Edited by Ashley Hay, Text Publishing, $27.99.
A timely look at the question of how we age successfully. GR68 probes what ageing means – individually, socially and existentially.
By 2060, the ratio of Australians aged over 65 will have passed one in four. This unprecedented demographic transformation marks a quiet revolution with far-reaching consequences for both individuals and the wider society.
Perceptions of life as we age vary. Editor Hay contemplates the passage of time, the resulting awareness and how it influences acuity.
“It’s the word life that feels crucial to highlight. At a basic biological level, the concept of ageing – senescence, defined as the condition or process of deterioration with age; the loss of a cell’s power of division or growth – is nothing to do with seniority or dotage, longevity or maturity.”
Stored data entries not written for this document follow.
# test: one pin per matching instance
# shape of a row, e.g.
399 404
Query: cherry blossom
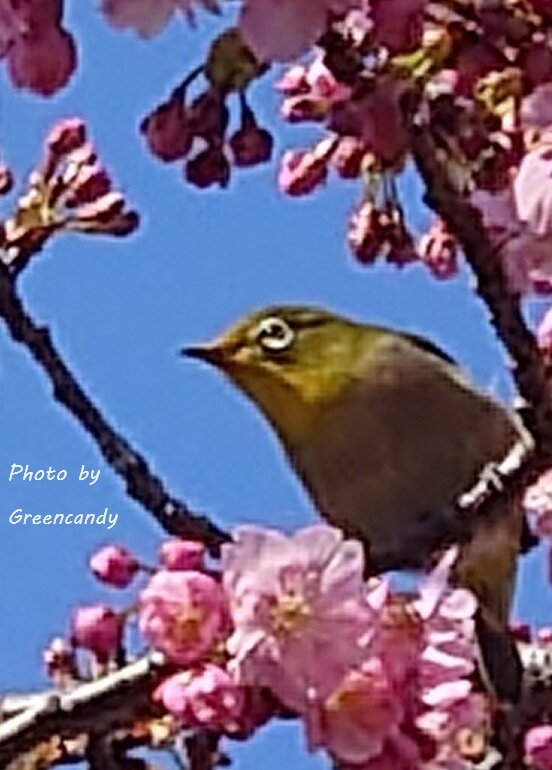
97 628
178 554
114 565
206 697
182 613
298 607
“There are many prisms to bring to bear on age and ageing, maturities and mortalities. This collection includes stories of changes navigated and celebrated, and changes of heartbreaking loss. There are lives recalled, lives observed, lives imagined and challenges laid down: calls for transformation from individual ways of being through to policy and practice at a whole-of-sector level, from standards of care to the contested spaces that surround voluntary assisted dying.”
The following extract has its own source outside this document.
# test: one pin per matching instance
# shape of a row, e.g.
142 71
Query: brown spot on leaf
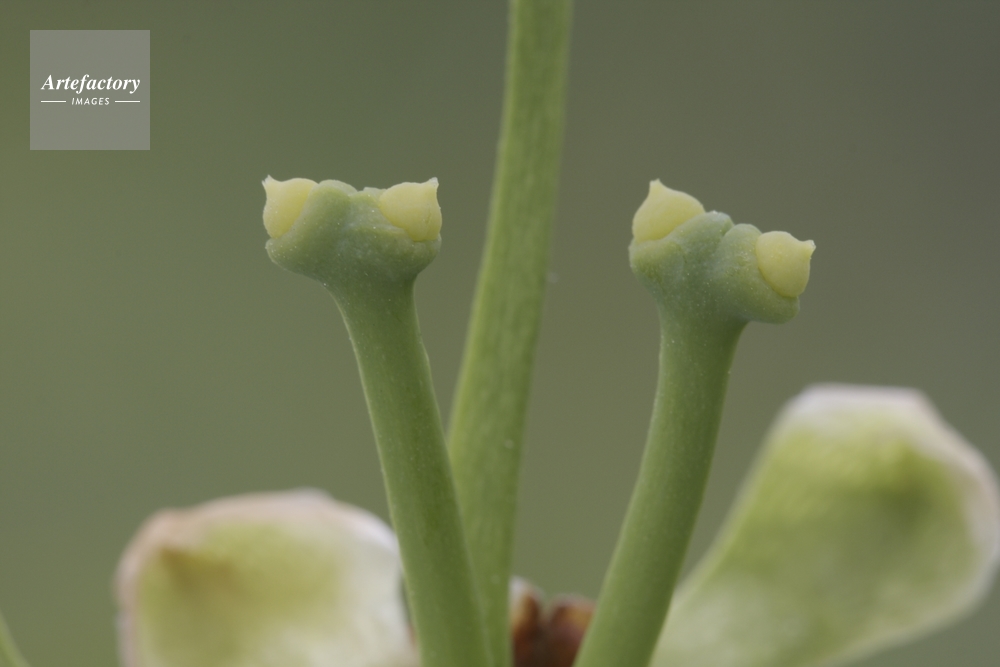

Getting On undertakes a necessary conversation where insightful exploration of the many truths of ageing, and some causes for celebration, are explored. Examined are the ramifications of the shift in population, along with the transformations of our later years – the positive, the negative, the unanticipated.
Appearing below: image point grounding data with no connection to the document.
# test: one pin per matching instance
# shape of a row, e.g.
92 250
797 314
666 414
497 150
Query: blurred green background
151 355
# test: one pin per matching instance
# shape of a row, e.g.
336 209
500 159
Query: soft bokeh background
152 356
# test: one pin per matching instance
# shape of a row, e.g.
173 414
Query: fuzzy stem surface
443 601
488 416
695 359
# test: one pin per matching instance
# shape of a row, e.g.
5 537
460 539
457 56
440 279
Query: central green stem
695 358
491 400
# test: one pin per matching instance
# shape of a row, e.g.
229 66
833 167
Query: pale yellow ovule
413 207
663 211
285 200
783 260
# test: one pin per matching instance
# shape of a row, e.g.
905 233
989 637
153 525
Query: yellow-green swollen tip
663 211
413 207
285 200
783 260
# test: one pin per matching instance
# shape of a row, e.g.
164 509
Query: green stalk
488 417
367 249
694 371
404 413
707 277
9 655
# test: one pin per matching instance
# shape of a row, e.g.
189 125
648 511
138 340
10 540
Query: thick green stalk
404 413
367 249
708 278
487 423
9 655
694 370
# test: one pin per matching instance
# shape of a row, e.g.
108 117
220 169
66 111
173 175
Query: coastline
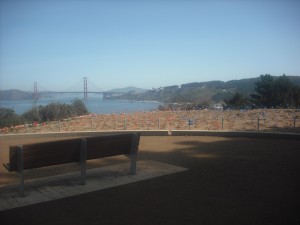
267 120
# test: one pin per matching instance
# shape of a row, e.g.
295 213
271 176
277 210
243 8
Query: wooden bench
78 150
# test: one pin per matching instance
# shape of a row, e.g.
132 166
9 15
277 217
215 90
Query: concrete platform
67 185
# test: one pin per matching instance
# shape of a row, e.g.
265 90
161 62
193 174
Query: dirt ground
229 181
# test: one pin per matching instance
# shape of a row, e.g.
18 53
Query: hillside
200 92
15 94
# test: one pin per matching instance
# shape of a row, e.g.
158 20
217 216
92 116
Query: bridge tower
85 87
35 93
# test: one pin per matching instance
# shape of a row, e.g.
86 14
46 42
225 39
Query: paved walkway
66 185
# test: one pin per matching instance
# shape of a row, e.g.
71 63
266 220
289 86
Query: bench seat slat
47 154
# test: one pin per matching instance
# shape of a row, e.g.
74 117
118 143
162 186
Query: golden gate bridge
106 94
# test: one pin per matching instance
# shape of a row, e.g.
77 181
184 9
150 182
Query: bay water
94 104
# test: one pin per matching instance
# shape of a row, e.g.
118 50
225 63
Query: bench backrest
105 146
68 151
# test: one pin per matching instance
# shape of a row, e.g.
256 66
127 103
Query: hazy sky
145 43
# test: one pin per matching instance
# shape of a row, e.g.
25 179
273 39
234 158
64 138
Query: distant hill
200 92
15 94
129 89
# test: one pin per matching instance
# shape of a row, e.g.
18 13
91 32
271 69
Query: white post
20 169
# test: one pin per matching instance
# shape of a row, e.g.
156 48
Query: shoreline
267 120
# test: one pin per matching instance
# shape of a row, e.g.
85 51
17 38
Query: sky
146 44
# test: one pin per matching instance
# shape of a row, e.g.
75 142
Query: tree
264 88
8 117
237 101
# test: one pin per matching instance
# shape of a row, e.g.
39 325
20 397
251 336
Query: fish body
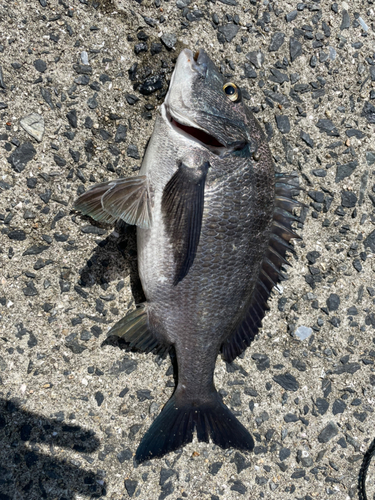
213 229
Contributing writers provide their perspectives on these questions and more.
As the proportion of older Australians continues to rise, the lived experience of everyone, be they in care or looking after an aged relative, will be intertwined intimately with the phenomenon of longer lives.
However, longevity brings with it urgent issues: postponement of retirement, the question of financing extended life, how to forge a society that can accommodate the needs of a majority older population with the dynamism of the young.